For now you can use the gheatmap function (ggtree package) to obtain a tree attached to a heatmap. Here I copy-paste an example I had, with some notes in case you want to try and adapt the recipe:

# Extract only the shell clusters from the panmatrix
pm <- p$pan_matrix[,  as.character(p$shell_clusters$cluster) ] 
pm[which(pm >= 1, arr.ind = TRUE)] <- 1L # If you just want to show presence/absence, not abundance

# The following is to order the columns to make the hearmap "pretty"
csm <- colSums(pm)
spl <- split(names(csm), csm)
tpm <- t(pm)
norder <- lapply(spl, function(x) {
  if (length(x)<2){
    x
  }else{
    d <- vegan::vegdist(tpm[x, , drop=F], method = "jaccard", binary = T, na.rm = T)
    hc <- hclust(d, "single")
    x[hc$order]
  }
})
norder <- norder[order(as.integer(names(norder)), decreasing = T)]
forder <- unlist(norder)
pm <- pm[, forder,  drop = F]

# Now transform matrix from integer to character
pm[which(pm == 1 , arr.ind = TRUE)] <- "Present"
pm[which(pm == 0, arr.ind = TRUE)] <- "Absent"

library(phangorn)
library(ggtree)
library(magrittr)

# Suppose you already have a `phylo` object: 
tree <- midpoint(phylo) %>%         # midpoint root
  ggtree() %<+%                     # Create ggtree
  as.data.frame(p$organisms)        # Attach organism metadata

tree + geom_tippoint(aes(color = Host)) %>%
   gheatmap(pm, colnames = F, color = NA) +
      scale_fill_manual(breaks=c("Present", "Absent"), 
                        values=c("darkblue", "white"), 
                        name="genotype")

This method works if the selected clusters (columns) are not too many. I usually avoid showing also the core clusters as they would appear as a big square, but under the hood there are potentially hundreds or thousands of small tiles which slow down the rendering.

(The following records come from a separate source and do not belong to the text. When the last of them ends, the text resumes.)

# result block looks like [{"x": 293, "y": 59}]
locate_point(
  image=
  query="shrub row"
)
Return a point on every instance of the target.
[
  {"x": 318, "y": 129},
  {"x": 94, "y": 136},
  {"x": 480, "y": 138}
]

Let me know if this helps you. Bests!

shigdon commented 3 years ago

Thank you very much for the great response @iferres! The approach worked very well. The only change I had to make was changing pm[which(pm == 1 , arr.ind = TRUE)] <- "Present" to pm[which(pm >= 1 , arr.ind = TRUE)] <- "Present" because I read in my p/a csv file from roary and some of the values were integers > 1. The pan genome I was working with had ~ 10,000 gene clusters total of which ~ 1000 made up the core. Just a detail in response to your comment that the method works if the selected clusters are not too many. This recipe worked great for me and hopefully other people will navigate here if they want to do something similar. Cheers!

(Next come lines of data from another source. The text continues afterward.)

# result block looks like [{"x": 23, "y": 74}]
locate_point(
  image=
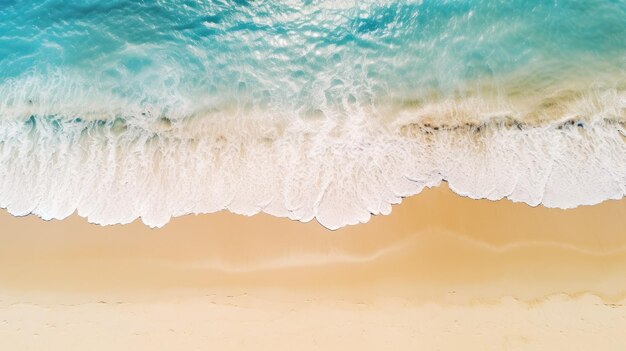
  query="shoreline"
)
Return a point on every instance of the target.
[{"x": 441, "y": 272}]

iferres commented 3 years ago

Great! Yes, the ggtree::gheatmap function uses ggplot2's geom_tile() under the hood. It would probably be more efficient to use geom_raster() instead, which is a high performance version of geom_tile(), and would suit better these cases. In their defence, it wasn't implemented to render these type of huge arrays we are asking for :P Bests!